In tenants with a high number of metric series, it is therefore highly recommended to limit the lifetime of label values, so that older series with no recent data are not considered by the API. Otherwise you risk timeouts and/or overload of your Prometheus backend. As a side-effect users of templated Grafana dashboards will not be confronted with stale series in the dropdown boxes.

# ignore label values from series older than 2h
label_value_ttl = "2h"

Keystone Integration

The keystone section contains configuration settings for OpenStack authentication and authorization.

[keystone]

OpenStack Service User

The maia service requires an OpenStack service user in order to authenticate and authorize clients.

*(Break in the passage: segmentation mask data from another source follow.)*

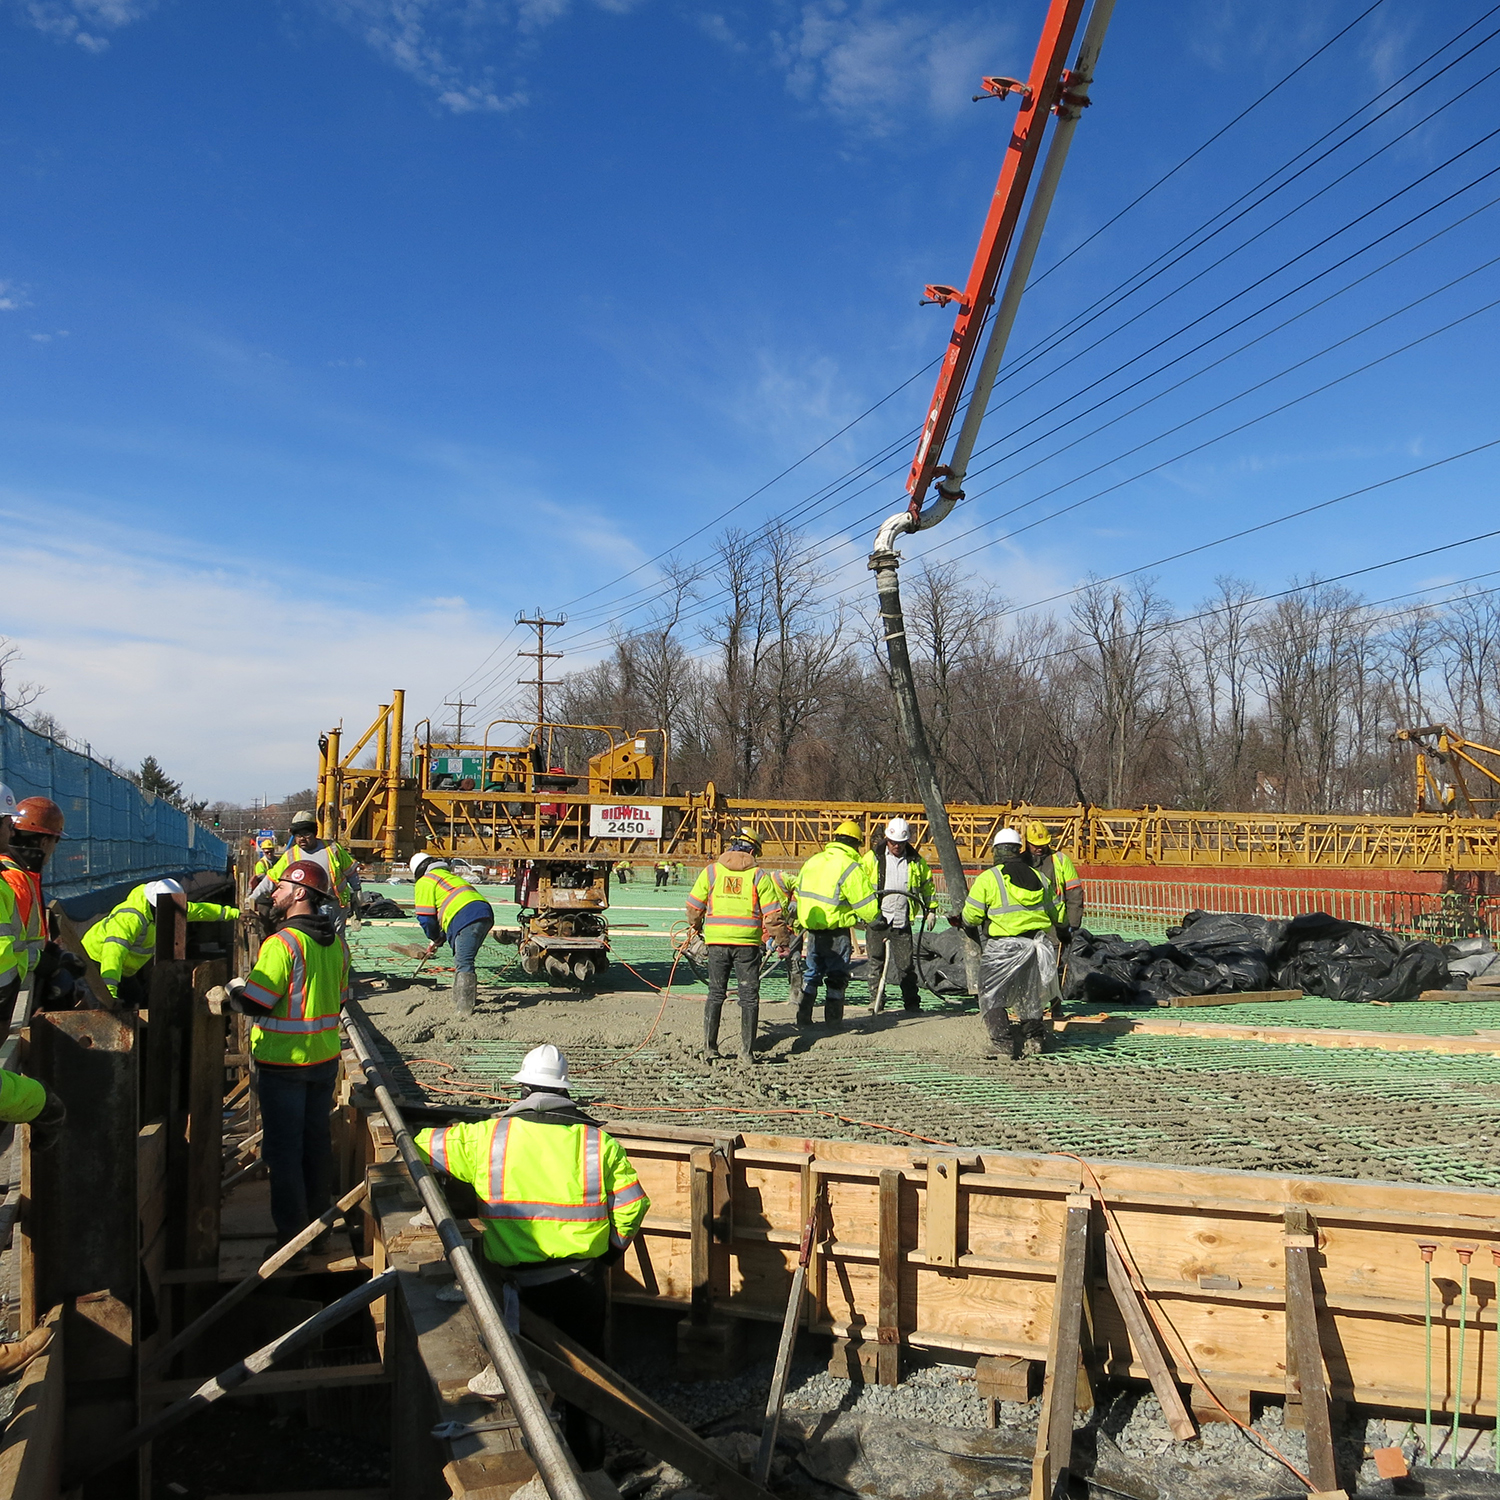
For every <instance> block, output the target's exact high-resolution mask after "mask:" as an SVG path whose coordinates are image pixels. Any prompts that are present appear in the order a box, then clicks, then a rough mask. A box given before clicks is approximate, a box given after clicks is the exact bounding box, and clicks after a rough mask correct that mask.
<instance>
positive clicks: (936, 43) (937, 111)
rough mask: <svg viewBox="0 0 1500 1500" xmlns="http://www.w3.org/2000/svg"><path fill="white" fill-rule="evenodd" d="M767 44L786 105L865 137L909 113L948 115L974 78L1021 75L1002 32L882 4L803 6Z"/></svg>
mask: <svg viewBox="0 0 1500 1500" xmlns="http://www.w3.org/2000/svg"><path fill="white" fill-rule="evenodd" d="M771 40H772V48H774V52H775V58H777V62H778V63H780V66H781V68H783V71H784V72H786V86H787V89H789V90H790V92H792V93H793V95H795V96H796V98H799V99H808V101H816V102H819V104H822V105H823V107H825V108H826V110H829V111H832V113H834V114H835V115H840V117H841V118H844V120H846V121H849V123H850V124H855V126H859V127H861V129H864V130H867V132H870V133H873V135H891V133H894V132H895V130H898V129H901V127H903V126H904V124H909V123H910V121H912V118H913V115H916V114H918V113H927V114H933V115H938V117H945V115H951V114H956V113H957V111H959V110H960V107H965V105H968V104H969V99H971V98H972V95H974V93H975V92H977V90H978V87H980V78H981V77H983V75H986V74H992V72H1013V74H1014V72H1016V71H1017V68H1019V66H1023V63H1019V62H1017V55H1016V39H1014V30H1013V28H1011V27H1008V26H1001V24H998V23H995V21H993V20H992V18H989V17H984V15H983V13H978V12H975V13H971V15H963V17H954V15H951V13H944V12H939V10H926V9H912V7H907V6H900V5H895V3H891V0H856V3H850V0H811V3H810V5H804V6H802V9H801V13H799V15H798V18H796V21H795V24H793V26H790V27H787V28H786V30H784V31H775V33H772V37H771ZM1002 63H1004V65H1005V66H1002Z"/></svg>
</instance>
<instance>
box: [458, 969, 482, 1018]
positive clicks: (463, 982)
mask: <svg viewBox="0 0 1500 1500" xmlns="http://www.w3.org/2000/svg"><path fill="white" fill-rule="evenodd" d="M477 1001H478V975H477V974H455V975H453V1004H455V1005H456V1007H458V1013H459V1016H472V1014H474V1004H475V1002H477Z"/></svg>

# Identity service used to authenticate user credentials (create/verify tokens etc.)
auth_url = "https://identity.mydomain.com/v3/"
# service user credentials
username = "maia"
password = "asafepassword"
user_domain_name = "Default"
project_name = "serviceusers"
project_domain_name = "Default"

Authorization

An OpenStack policy file controls the authorization of incoming requests. The roles mentioned in the policy file also need to be listed in the configuration, so that Maia can discover which projects are relevant for monitoring.

policy_file = "/etc/maia/policy.json"
roles = "monitoring_viewer,monitoring_admin"

You can also use regular expressions for role names, e.g. .* to check that a user has some role.

Maia distinguishes the following permissions

  • metric:list: List which metrics and measurement series are available for inspection
  • metric:show: Show actual measurement data (details)

Default Domain

To logging into the UI without specifying a user-domain, you can specify which user-domain should be used by default. By default this is the Default domain of OpenStack.

default_user_domain_name = "myOSDomain"

Token Cache

In order to improve responsiveness and protect Keystone from too much load, Maia will re-check authorizations for users only every 15 minutes (900 seconds).

If the token TTL configured at Keystone is shorter or if you want to reduce Keystone load further, this amount can be changed:

token_cache_time = "3600s"

Starting the Service

Once you have finalized the configuration file, you are set to go

maia serve

Getting Data: Exporters

Maia is useless without metrics. So you need Prometheus exporters that provide tenant-aware metrics. These exporters need to be scraped by the Prometheus instance that is configured as Maia's data source.

Multi-tenant support is provided by means of dedicated labels to specify OpenStack project and domain. These labels either have to be supplied by the exporters directly or they have to be mapped from other labels using the Prometheus relabelling capabilities.

The following labels have a special meaning in Maia. Only metrics with these labels are visible through the Maia API.

Label Key Description
project_id OpenStack project UUID
domain_id OpenStack domain UUID

Metrics without project_id will be omitted when project scope is used. Likewise, metrics without domain_id will not be available when authorized to domain scope.

Users authorized to a project will be able to access the metrics of all sub-projects. Users authorized to a domain will be able to access the metrics of all projects in that domain that have been labelled for the domain.

The following exporters are known to produce suitible metrics:

  • VCenter Exporter provides project-specific metrics from an OpenStack- controlled VCenter.
  • SNMP Exporter can be configured to extract project IDs from SNMP variables into labels. Since most of the SNMP-enabled devices are shared, only a few metrics can be mapped to OpenStack projects or domains.

Monitoring

Maia offers a Prometheus scrape endpoint at the usual /metrics path.

This endpoint includes documentation and type-information for each metric. Refer to the Prometheus web site for more information on naming conventions and metric types.

Notes on Scalability

Currently Maia only supports a single Prometheus backend as data source. Therefore scalability has to happen behind the Prometheus that is used by Maia.

Availability can be improved by setting up multiple identical Prometheus instances and using a reverse proxy for failover. Maia itself is stateless, so multiple instances can be spawned without risking collisions.